Custom options of an enum type can be retrieved via the findCustomEnumOption function. It returns a number corresponding to the enum value set in the option.
export function findCustomEnumOption(
desc: AnyDesc,
extensionNumber: number
): number | undefined {The returned number can then be coerced into the concrete enum type. The enum type just needs to be generated ahead of time much like the example in findCustomMessageOption.
For example, given the following:
extend google.protobuf.MessageOptions {
optional FooEnum foo_enum_option = 50001;
}
enum FooEnum {
UNDEFINED = 0;
ACTIVE = 1;
INACTIVE = 2;
}
message FooMessage {
option (foo_enum_option) = ACTIVE;
string name = 1;
}The value of this option can be retrieved as follows:
const enumVal: FooEnum | undefined = findCustomEnumOption(descMessage, 50001); // FooEnum.ACTIVEThere is no specific formula for how to test an individual plugin. The official protoc-gen-es plugin is extensively tested and could provide some guidance. In addition, there are examples of testing the framework in the protoplugin-test package.

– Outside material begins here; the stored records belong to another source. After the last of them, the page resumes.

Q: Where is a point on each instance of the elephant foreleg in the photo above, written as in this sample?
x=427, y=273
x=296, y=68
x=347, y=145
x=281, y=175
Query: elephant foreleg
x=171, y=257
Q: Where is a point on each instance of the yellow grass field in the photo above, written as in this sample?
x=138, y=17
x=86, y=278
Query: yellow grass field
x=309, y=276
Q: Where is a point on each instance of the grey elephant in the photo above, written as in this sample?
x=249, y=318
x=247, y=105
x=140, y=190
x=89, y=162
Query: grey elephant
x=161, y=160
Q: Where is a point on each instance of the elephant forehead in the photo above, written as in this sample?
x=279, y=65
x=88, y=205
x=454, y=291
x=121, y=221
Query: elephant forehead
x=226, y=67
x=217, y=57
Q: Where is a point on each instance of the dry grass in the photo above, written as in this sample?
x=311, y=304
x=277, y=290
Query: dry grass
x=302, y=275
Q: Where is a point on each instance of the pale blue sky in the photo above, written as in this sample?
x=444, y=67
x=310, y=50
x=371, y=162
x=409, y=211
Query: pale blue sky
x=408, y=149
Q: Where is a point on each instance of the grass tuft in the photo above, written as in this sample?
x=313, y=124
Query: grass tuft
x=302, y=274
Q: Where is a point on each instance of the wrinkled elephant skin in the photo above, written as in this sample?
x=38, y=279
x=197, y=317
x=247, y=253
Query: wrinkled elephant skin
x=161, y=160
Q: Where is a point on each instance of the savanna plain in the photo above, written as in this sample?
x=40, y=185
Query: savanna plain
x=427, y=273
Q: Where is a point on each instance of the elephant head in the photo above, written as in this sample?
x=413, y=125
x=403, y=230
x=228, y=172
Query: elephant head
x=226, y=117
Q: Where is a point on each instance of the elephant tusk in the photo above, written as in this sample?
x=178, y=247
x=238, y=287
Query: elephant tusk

A helpful suggestion is to generate specific use cases that are expected for your plugin and then test that the output is what is expected. It is a bit difficult to test discrete functionality so verifying the output is valid is the recommended approach. To test the transpilation process specifically, it may be helpful to generate your own JavaScript and declaration files and then verify that they match transpilation.
For a small example of generating a Twirp client based on a simple service definition, take a look at protoplugin-example.
Additionally, check out protoc-gen-es, which is the official code generator for Protobuf-ES.